Predicting vaccineREADME_GitHub-ADS 502.docx
Predicting vaccine probabilities
This project is a part of the ADS-502 course in the Applied Data Science Program at the University of San Diego.
-- Project Status: [Completed]
Project Intro/Objective
Nearly a decade ago, public health professionals battled the influenza A virus subtype H1N1 (H1N1) global pandemic. H1N1 was a new influenza virus, giving health care experts an advantage in producing and distributing the H1N1 vaccine since they had years of experience with influenza vaccination.
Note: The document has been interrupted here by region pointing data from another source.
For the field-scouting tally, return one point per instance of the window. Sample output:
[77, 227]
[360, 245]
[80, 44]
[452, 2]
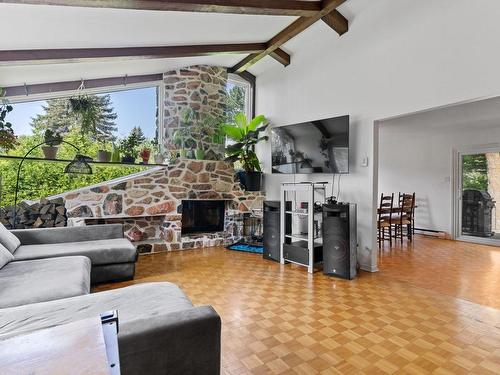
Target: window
[133, 110]
[239, 96]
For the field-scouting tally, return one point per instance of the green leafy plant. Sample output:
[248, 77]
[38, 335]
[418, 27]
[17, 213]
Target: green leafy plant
[52, 138]
[8, 140]
[245, 135]
[95, 115]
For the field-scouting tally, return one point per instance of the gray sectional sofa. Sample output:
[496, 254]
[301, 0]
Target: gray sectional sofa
[45, 281]
[112, 256]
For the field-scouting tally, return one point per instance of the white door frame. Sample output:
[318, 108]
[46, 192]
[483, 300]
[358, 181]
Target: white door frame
[456, 191]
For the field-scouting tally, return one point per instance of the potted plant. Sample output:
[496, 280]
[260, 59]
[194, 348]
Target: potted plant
[8, 140]
[145, 154]
[128, 149]
[115, 155]
[158, 158]
[52, 141]
[246, 135]
[103, 155]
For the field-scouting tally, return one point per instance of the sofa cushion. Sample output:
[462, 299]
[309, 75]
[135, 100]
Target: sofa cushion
[133, 303]
[118, 250]
[8, 240]
[5, 256]
[43, 280]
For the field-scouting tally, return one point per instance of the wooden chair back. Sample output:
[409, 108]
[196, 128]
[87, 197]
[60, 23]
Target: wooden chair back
[406, 206]
[385, 207]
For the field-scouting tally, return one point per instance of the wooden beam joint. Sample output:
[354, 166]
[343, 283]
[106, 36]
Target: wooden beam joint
[336, 21]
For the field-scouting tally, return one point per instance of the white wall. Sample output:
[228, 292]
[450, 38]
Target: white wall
[400, 56]
[416, 155]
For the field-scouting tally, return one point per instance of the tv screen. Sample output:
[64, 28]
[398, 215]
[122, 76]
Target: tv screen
[320, 146]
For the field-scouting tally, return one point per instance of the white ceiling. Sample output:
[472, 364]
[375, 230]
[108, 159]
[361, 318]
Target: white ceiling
[43, 27]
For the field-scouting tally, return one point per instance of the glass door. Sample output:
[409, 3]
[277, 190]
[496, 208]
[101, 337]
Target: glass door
[478, 194]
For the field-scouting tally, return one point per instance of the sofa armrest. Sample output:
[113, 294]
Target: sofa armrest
[68, 234]
[182, 342]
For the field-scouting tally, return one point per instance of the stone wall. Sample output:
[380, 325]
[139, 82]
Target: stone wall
[151, 203]
[201, 88]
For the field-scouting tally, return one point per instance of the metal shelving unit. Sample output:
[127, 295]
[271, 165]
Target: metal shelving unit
[299, 248]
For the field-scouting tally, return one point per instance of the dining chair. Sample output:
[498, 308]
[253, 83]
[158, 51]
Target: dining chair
[384, 221]
[405, 216]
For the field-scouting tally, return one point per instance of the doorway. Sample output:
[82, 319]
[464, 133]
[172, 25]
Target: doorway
[477, 187]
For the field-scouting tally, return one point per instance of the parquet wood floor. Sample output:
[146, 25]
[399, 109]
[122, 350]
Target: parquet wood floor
[280, 319]
[458, 269]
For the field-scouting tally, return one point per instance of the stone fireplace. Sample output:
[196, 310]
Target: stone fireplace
[150, 205]
[202, 216]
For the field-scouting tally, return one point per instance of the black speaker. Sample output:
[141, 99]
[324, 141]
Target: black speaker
[272, 230]
[339, 240]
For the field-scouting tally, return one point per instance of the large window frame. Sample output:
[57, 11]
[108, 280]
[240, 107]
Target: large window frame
[103, 90]
[249, 92]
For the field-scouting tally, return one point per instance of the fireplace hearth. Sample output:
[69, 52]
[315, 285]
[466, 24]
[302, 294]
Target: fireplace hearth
[202, 216]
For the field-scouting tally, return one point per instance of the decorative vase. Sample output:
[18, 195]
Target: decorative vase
[127, 159]
[199, 153]
[158, 159]
[115, 156]
[50, 152]
[103, 156]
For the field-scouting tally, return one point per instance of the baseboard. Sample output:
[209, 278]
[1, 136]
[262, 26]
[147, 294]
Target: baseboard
[368, 268]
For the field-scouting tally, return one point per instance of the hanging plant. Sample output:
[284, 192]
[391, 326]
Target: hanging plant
[8, 139]
[88, 112]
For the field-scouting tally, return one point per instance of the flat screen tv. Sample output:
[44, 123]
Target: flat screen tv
[320, 146]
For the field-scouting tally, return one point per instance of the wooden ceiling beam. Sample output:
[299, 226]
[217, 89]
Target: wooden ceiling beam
[286, 34]
[43, 56]
[281, 56]
[262, 7]
[336, 21]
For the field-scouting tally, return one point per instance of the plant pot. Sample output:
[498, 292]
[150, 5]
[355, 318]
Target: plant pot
[103, 156]
[158, 159]
[50, 152]
[200, 154]
[115, 156]
[251, 181]
[127, 159]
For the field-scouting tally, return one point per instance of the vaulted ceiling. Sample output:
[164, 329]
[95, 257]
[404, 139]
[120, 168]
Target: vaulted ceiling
[59, 40]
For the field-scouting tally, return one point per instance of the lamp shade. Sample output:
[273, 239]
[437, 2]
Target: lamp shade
[79, 165]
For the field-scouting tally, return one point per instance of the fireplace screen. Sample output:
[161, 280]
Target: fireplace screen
[202, 216]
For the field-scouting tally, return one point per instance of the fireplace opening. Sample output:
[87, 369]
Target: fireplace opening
[202, 216]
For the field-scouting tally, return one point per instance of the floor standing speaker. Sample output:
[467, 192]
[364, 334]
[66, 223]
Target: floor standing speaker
[272, 230]
[339, 240]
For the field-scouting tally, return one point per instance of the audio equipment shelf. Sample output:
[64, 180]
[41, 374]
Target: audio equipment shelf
[302, 237]
[304, 248]
[300, 213]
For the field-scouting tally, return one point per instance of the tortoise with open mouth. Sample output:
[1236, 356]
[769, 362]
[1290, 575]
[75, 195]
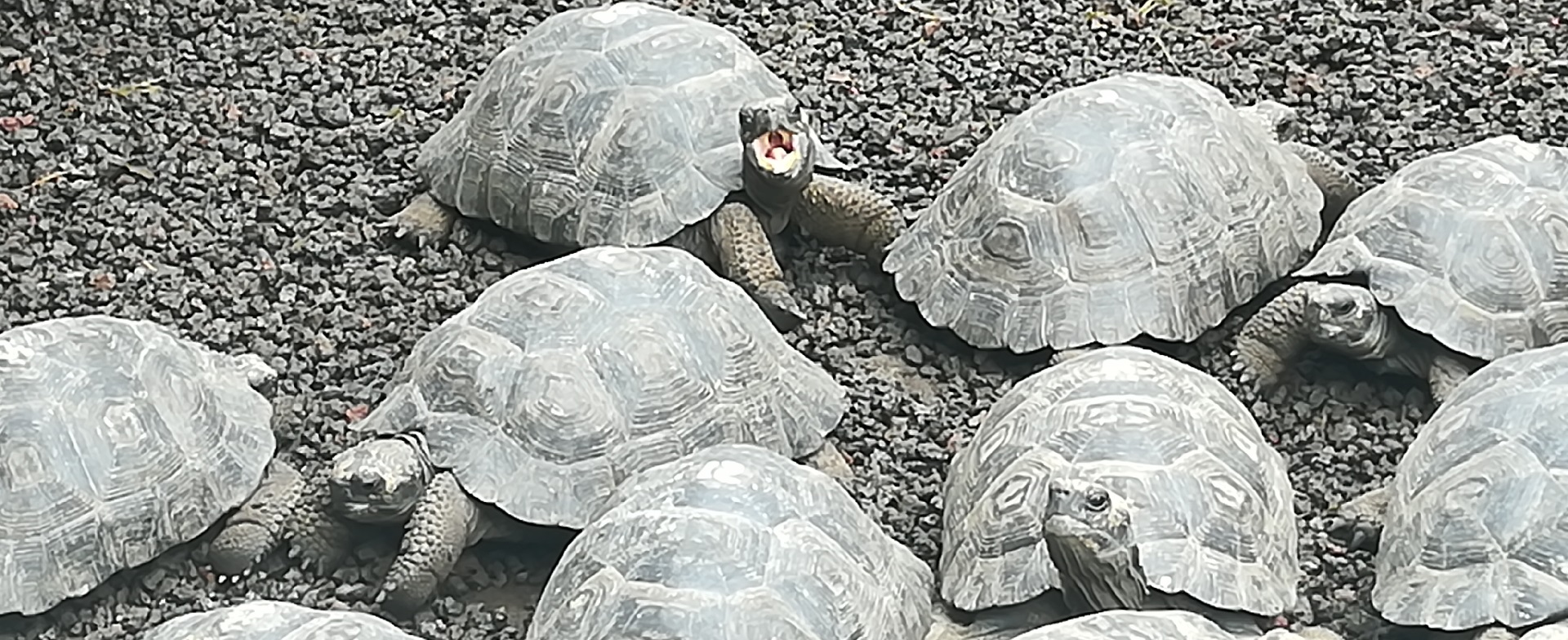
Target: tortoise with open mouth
[617, 126]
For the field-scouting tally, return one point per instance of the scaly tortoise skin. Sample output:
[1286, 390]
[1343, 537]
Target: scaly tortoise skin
[118, 441]
[276, 620]
[1134, 206]
[630, 124]
[1148, 460]
[562, 380]
[736, 543]
[1460, 258]
[1474, 524]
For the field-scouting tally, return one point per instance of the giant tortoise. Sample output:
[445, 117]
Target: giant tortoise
[1133, 206]
[276, 620]
[1460, 258]
[562, 380]
[1474, 524]
[118, 441]
[632, 124]
[1159, 624]
[1125, 480]
[734, 543]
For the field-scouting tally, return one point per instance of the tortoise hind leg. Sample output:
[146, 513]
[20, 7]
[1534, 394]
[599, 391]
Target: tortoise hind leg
[259, 524]
[850, 216]
[1443, 376]
[745, 255]
[444, 522]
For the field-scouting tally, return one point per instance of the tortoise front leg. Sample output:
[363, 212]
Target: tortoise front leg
[444, 522]
[259, 524]
[850, 216]
[315, 536]
[745, 255]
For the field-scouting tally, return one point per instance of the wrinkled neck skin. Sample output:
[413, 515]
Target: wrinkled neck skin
[1098, 573]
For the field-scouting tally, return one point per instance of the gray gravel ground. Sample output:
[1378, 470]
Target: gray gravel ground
[216, 165]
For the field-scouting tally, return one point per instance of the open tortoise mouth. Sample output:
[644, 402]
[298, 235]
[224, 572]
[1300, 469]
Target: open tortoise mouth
[777, 151]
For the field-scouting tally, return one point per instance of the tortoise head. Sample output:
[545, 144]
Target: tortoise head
[380, 480]
[1089, 536]
[777, 140]
[1346, 318]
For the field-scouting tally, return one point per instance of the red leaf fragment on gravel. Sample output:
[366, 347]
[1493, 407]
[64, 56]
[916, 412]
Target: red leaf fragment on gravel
[11, 124]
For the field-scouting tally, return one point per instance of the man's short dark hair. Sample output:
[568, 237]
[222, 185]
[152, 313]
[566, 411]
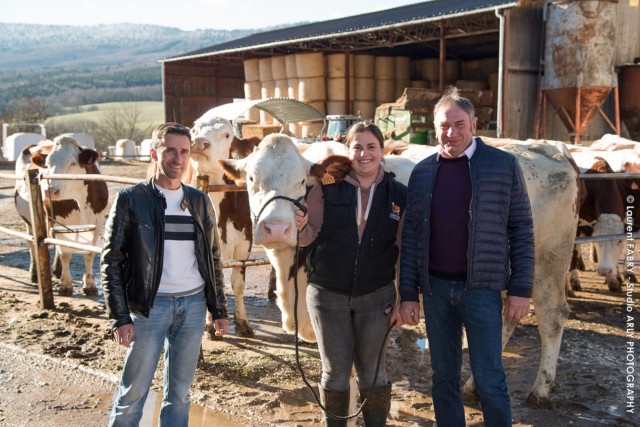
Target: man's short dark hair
[159, 133]
[452, 97]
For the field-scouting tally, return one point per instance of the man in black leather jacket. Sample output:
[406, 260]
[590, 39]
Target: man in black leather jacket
[161, 271]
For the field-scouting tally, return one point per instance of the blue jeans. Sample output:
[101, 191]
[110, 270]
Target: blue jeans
[350, 331]
[480, 311]
[177, 324]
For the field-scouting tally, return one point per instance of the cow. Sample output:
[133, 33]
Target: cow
[601, 213]
[21, 194]
[70, 203]
[276, 168]
[213, 139]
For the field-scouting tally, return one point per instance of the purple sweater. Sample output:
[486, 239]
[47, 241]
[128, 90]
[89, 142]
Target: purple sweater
[449, 223]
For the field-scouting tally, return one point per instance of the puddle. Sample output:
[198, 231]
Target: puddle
[198, 415]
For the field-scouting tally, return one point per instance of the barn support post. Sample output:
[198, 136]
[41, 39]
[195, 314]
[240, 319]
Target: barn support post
[39, 232]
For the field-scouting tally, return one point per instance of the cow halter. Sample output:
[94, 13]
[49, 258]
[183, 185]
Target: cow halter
[297, 202]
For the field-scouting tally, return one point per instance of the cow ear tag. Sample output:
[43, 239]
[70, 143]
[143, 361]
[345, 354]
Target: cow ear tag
[328, 179]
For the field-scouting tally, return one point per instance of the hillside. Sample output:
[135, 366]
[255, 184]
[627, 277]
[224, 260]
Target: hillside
[75, 65]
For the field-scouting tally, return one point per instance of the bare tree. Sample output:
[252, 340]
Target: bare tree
[122, 122]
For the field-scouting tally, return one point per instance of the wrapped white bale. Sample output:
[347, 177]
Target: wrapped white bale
[384, 67]
[365, 89]
[251, 70]
[363, 66]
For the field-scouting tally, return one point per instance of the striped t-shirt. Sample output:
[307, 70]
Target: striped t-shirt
[180, 275]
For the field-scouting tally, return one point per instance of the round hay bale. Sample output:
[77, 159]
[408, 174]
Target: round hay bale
[385, 67]
[253, 90]
[309, 64]
[471, 84]
[365, 89]
[337, 66]
[403, 68]
[337, 88]
[251, 70]
[363, 66]
[290, 66]
[367, 109]
[265, 69]
[267, 89]
[429, 69]
[385, 90]
[292, 87]
[337, 107]
[281, 88]
[312, 89]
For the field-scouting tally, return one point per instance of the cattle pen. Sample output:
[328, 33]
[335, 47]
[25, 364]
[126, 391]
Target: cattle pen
[39, 233]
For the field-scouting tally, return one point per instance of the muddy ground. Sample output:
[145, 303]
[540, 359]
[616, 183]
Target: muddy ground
[254, 382]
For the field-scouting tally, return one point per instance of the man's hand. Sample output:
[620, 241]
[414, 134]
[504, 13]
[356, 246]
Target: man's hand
[124, 334]
[221, 326]
[515, 308]
[410, 312]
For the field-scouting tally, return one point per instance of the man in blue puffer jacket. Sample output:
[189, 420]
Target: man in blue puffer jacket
[467, 236]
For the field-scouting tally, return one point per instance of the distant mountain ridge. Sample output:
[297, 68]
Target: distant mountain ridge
[41, 46]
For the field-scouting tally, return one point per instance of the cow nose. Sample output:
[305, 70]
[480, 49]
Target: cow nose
[276, 231]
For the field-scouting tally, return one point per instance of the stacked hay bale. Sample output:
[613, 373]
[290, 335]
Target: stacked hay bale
[364, 102]
[252, 86]
[311, 87]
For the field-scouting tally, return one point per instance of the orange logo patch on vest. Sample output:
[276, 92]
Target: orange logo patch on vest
[395, 212]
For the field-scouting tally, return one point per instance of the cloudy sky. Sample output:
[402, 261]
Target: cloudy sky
[187, 14]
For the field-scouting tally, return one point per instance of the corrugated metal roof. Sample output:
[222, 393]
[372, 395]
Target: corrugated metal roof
[285, 110]
[396, 17]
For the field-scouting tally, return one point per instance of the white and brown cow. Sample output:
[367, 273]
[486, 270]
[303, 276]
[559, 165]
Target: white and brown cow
[602, 214]
[213, 139]
[277, 169]
[70, 203]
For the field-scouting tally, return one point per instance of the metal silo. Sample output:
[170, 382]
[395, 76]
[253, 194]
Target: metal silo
[579, 55]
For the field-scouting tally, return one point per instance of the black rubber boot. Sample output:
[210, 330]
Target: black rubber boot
[336, 403]
[378, 405]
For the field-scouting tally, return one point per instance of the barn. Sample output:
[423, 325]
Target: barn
[560, 69]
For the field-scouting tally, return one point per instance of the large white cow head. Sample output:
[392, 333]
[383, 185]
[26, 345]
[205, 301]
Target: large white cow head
[67, 157]
[277, 177]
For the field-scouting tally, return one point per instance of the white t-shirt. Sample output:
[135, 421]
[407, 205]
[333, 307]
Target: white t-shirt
[180, 275]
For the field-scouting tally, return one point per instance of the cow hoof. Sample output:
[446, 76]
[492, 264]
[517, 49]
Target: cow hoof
[66, 292]
[244, 330]
[90, 292]
[615, 285]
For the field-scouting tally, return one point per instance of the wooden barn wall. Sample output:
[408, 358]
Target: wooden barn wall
[191, 89]
[523, 43]
[627, 48]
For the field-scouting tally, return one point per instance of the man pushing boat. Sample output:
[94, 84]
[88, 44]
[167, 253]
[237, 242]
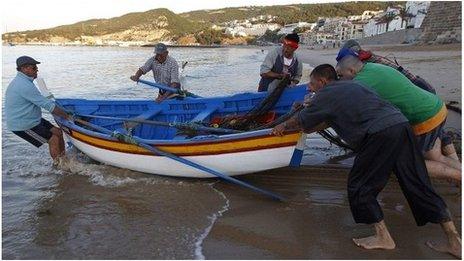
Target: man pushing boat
[23, 103]
[385, 143]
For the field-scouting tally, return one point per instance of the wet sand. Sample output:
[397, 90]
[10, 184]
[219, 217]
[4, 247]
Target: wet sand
[316, 222]
[440, 65]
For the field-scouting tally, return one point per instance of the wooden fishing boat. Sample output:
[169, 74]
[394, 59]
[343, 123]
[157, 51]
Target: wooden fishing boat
[232, 154]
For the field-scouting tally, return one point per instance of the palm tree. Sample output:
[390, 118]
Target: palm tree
[387, 18]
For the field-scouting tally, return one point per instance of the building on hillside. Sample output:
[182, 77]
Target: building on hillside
[389, 20]
[366, 15]
[343, 31]
[289, 28]
[417, 10]
[253, 30]
[357, 29]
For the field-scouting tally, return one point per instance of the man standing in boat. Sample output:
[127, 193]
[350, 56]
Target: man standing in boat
[385, 143]
[23, 103]
[165, 71]
[280, 62]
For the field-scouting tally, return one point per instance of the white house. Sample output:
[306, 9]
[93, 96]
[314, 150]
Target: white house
[418, 10]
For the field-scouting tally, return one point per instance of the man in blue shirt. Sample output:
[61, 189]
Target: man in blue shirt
[280, 62]
[23, 103]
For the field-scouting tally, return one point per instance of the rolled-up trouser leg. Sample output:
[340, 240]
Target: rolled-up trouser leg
[369, 175]
[426, 205]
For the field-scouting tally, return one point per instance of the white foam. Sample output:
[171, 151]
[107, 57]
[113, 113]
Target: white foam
[213, 218]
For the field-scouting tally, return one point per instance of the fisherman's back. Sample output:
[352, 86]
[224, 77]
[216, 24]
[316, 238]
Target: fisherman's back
[415, 103]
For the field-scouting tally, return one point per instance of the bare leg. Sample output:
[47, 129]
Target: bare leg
[381, 240]
[453, 246]
[56, 143]
[440, 166]
[435, 154]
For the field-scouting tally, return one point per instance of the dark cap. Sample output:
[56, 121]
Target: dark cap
[160, 48]
[345, 52]
[352, 44]
[25, 60]
[293, 37]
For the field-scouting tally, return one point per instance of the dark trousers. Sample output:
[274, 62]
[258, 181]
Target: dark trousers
[393, 149]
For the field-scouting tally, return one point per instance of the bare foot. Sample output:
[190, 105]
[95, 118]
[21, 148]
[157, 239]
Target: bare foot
[375, 242]
[453, 247]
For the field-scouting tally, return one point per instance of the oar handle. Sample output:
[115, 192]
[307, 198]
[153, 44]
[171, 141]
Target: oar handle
[159, 86]
[137, 141]
[169, 89]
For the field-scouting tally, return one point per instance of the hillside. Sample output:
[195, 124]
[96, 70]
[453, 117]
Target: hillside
[162, 24]
[157, 24]
[286, 13]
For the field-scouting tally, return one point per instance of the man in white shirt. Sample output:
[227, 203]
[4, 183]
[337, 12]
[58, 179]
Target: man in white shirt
[280, 62]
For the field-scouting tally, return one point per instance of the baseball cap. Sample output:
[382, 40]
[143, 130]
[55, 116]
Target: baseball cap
[160, 48]
[352, 44]
[24, 60]
[346, 51]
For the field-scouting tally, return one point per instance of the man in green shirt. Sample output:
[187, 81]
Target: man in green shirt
[425, 111]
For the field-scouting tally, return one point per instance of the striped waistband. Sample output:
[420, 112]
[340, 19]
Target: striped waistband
[431, 123]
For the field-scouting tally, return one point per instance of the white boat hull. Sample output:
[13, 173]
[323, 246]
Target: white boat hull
[231, 164]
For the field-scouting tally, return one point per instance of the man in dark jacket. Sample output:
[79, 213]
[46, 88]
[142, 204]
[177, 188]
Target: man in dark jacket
[385, 143]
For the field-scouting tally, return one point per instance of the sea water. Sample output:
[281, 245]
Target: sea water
[87, 210]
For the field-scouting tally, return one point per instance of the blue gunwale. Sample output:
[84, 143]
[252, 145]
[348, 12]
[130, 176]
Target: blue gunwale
[186, 109]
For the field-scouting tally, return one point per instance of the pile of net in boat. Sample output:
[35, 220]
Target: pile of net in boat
[262, 117]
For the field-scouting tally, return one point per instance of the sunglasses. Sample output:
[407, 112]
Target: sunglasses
[33, 67]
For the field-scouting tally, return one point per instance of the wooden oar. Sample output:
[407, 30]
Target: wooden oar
[137, 141]
[169, 89]
[156, 151]
[178, 125]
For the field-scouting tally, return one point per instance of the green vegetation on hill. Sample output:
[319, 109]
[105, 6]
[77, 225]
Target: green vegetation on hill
[163, 24]
[150, 20]
[286, 13]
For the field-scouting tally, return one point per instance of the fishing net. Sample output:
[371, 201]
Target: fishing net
[259, 117]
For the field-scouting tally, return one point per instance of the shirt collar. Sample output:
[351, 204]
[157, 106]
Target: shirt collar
[22, 75]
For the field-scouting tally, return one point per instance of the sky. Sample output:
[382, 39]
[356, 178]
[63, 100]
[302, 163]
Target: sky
[20, 15]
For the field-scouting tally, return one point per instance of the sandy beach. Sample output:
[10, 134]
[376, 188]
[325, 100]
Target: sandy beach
[96, 211]
[316, 223]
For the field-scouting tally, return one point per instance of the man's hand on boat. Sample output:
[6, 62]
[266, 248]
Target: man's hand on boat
[134, 78]
[279, 129]
[57, 111]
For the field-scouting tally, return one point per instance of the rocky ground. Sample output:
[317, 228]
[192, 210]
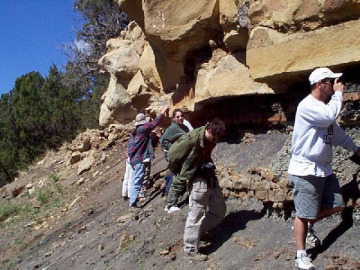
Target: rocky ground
[85, 224]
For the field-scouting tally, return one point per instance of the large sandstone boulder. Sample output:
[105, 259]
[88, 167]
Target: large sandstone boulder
[328, 46]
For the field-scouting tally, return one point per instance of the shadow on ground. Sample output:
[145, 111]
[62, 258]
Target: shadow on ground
[232, 223]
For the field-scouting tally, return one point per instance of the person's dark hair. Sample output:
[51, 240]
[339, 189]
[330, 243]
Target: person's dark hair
[175, 111]
[217, 127]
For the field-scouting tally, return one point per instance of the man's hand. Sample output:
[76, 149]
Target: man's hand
[338, 86]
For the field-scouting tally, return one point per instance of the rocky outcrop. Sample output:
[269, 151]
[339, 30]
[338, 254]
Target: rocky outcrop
[196, 53]
[247, 63]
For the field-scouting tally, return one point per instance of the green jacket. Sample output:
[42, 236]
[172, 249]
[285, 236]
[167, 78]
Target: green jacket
[186, 156]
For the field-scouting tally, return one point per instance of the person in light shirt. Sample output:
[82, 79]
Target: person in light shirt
[316, 188]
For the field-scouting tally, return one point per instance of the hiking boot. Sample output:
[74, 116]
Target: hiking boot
[312, 239]
[303, 262]
[134, 205]
[196, 256]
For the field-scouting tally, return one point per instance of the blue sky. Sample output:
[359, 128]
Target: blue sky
[31, 34]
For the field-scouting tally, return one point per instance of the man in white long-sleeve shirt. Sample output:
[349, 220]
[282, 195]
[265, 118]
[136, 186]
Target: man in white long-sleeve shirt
[316, 188]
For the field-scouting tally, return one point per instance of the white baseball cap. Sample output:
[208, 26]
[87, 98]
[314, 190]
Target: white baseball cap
[322, 73]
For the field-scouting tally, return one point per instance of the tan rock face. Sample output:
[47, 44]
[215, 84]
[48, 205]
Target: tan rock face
[329, 46]
[199, 52]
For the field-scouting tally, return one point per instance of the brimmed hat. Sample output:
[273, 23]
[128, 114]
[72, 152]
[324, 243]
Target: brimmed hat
[140, 119]
[322, 73]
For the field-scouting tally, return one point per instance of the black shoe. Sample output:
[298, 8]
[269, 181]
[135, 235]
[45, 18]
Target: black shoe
[134, 205]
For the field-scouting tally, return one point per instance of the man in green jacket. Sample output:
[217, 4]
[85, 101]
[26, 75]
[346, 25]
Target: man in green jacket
[190, 161]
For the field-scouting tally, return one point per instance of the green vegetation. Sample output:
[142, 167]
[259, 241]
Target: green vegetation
[40, 113]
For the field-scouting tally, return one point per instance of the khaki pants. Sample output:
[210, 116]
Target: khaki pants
[206, 210]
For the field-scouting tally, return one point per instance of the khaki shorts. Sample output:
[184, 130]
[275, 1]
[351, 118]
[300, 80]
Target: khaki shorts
[312, 193]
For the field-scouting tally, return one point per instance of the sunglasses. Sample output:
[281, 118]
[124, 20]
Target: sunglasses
[329, 80]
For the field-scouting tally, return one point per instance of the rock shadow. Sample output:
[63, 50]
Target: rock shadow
[232, 223]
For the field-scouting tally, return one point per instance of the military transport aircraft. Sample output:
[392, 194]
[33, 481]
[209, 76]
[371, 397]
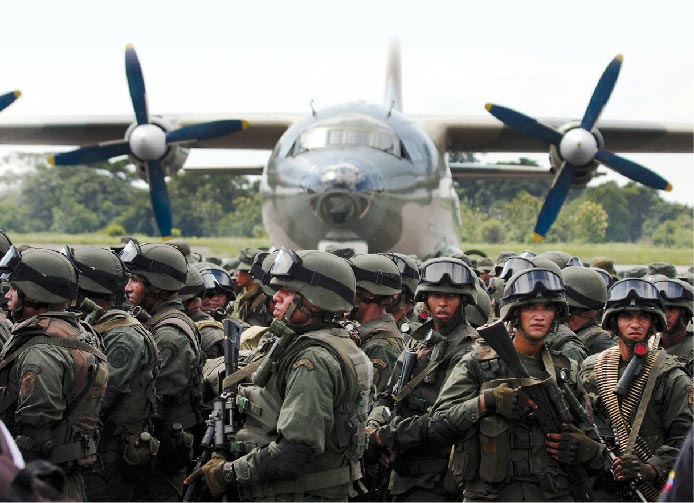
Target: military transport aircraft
[358, 174]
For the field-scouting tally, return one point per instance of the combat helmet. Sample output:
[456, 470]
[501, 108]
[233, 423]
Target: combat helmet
[676, 293]
[377, 274]
[163, 266]
[447, 275]
[531, 286]
[324, 279]
[634, 294]
[585, 288]
[40, 274]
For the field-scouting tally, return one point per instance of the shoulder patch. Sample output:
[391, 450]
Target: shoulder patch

However, the public health effort to develop and distribute a safe and effective H1N1 vaccination campaign was plagued with challenges, including communication of vaccine availability and suggested participation, vaccine supply chain issues, and public concern regarding the safety and efficacy of the H1N1 vaccine. "These challenges eroded public trust in the H1N1 vaccination program: a November 2009 survey found that 54% of adults believed the federal government was doing a "poor" or "very poor" job at providing the country with an adequate supply of H1N1 vaccine" (Newport, 2021).
The objective of this study was to deploy data mining methods to determine our ability to
predict the likelihood of a patient adopting the H1N1 vaccine using behavioral and socio-demographic data. The initial goal was to determine which method most accurately predicted H1N1 vaccine adoption. The secondary goal is to determine the most influential features in the likelihood of H1N1 vaccine adoption to help with current COVID19 public health communication and future vaccination efforts.
Partner(s)/Contributor(s)
• Roberto Cancel
• Kevin Stewart
Methods Used
• Data Mining
• Machine Learning
• Data Visualization
• Data Engineering
• Programming
• Data Manipulation
Technologies
• R
Project Description
The dataset was obtained from DataDriven.com’s Flu Shot Learning: Predicting H1N! and Seasonal Flu Vaccines competition using data from the National 2009 H1N1 Flu Survey. The dataset has 35 variables and 26,707 observations. The objective was to predict likelihood of vaccinations based on behavioral and demographics of the respondents. R programming language was used. Data was cleaned and analysis performed and Models used were Random Forests, Naïve Bayes , and Logistic regression.